Principle:Treeverse LakeFS Action Hook Definition
| Knowledge Sources | |
|---|---|
| Domains | Data_Quality, Automation |
| Last Updated | 2026-02-08 00:00 GMT |
Overview
Action hooks are event-driven functions that execute automatically on repository events, enabling declarative data quality gates and automated validation as part of the data lifecycle.
Description
lakeFS action hooks provide a mechanism for defining event-driven data quality gates using declarative YAML configuration files. These hooks intercept repository operations at well-defined lifecycle points and execute custom validation logic before or after the operation completes.
There are two fundamental hook types:
- webhook -- HTTP callbacks that invoke external services. When a triggering event occurs, lakeFS sends an HTTP POST request to the configured URL. The external service processes the request and returns a response indicating success or failure.
- lua -- Server-side Lua scripts that execute within the lakeFS process. These scripts have access to the lakeFS API and can perform validation, transformation, and notification logic without requiring an external service.
Action hooks are configured through YAML files stored under the reserved _lakefs_actions/ path prefix within a repository. This means hook definitions are versioned alongside data -- they can be branched, committed, merged, and reviewed just like any other object in the repository.
The supported repository events are:
- pre-commit / post-commit -- Triggered before/after a commit operation
- pre-merge / post-merge -- Triggered before/after a merge operation
- pre-create-branch / post-create-branch -- Triggered before/after branch creation
- pre-delete-branch / post-delete-branch -- Triggered before/after branch deletion
- pre-create-tag / post-create-tag -- Triggered before/after tag creation
- pre-delete-tag / post-delete-tag -- Triggered before/after tag deletion
Pre-event hooks act as gates: if they fail (webhook returns non-200, Lua script errors), the triggering operation is rejected entirely.
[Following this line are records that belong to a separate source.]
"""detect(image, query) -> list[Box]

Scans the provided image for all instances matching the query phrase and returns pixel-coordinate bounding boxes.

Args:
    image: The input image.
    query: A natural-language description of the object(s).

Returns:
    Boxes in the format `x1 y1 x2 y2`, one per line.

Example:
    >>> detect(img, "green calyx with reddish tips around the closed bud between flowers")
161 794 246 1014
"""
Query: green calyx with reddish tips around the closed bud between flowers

Post-event hooks act as notifications: they fire after the operation succeeds and do not affect the operation outcome.
Usage
Use action hook definitions when you need to:
- Enforce data quality -- Validate schema conformance, check for null values, verify data freshness before commits or merges are finalized
- Implement governance policies -- Require metadata tags, enforce naming conventions, validate access patterns
- Automate notifications -- Trigger downstream pipelines, send Slack alerts, update external catalogs after successful operations
- Create promotion workflows -- Gate merges to production branches on automated quality checks, creating a CI/CD-like pipeline for data
Theoretical Basis
The action hook model draws from two established software engineering patterns:
Event-driven architecture: Rather than requiring manual invocation of validation scripts, hooks subscribe to repository lifecycle events and execute automatically. This ensures validation is never bypassed -- every commit and merge passes through the configured gates regardless of which client or user initiated the operation.
Declarative configuration: Hook behavior is defined through YAML configuration rather than imperative code. This separates the what (which events to intercept, which validations to run) from the how (the validation logic itself). The declarative approach makes hook configurations auditable, reviewable, and version-controlled.
Git-like hooks, lake-scale: Similar to Git pre-commit hooks, lakeFS action hooks intercept operations before they finalize. However, unlike Git hooks (which are local and client-side), lakeFS hooks are server-side and repository-scoped -- they apply to all clients and cannot be bypassed by individual users.
The combination of pre-event gating and post-event notification creates a complete observe-validate-act loop around every significant repository operation.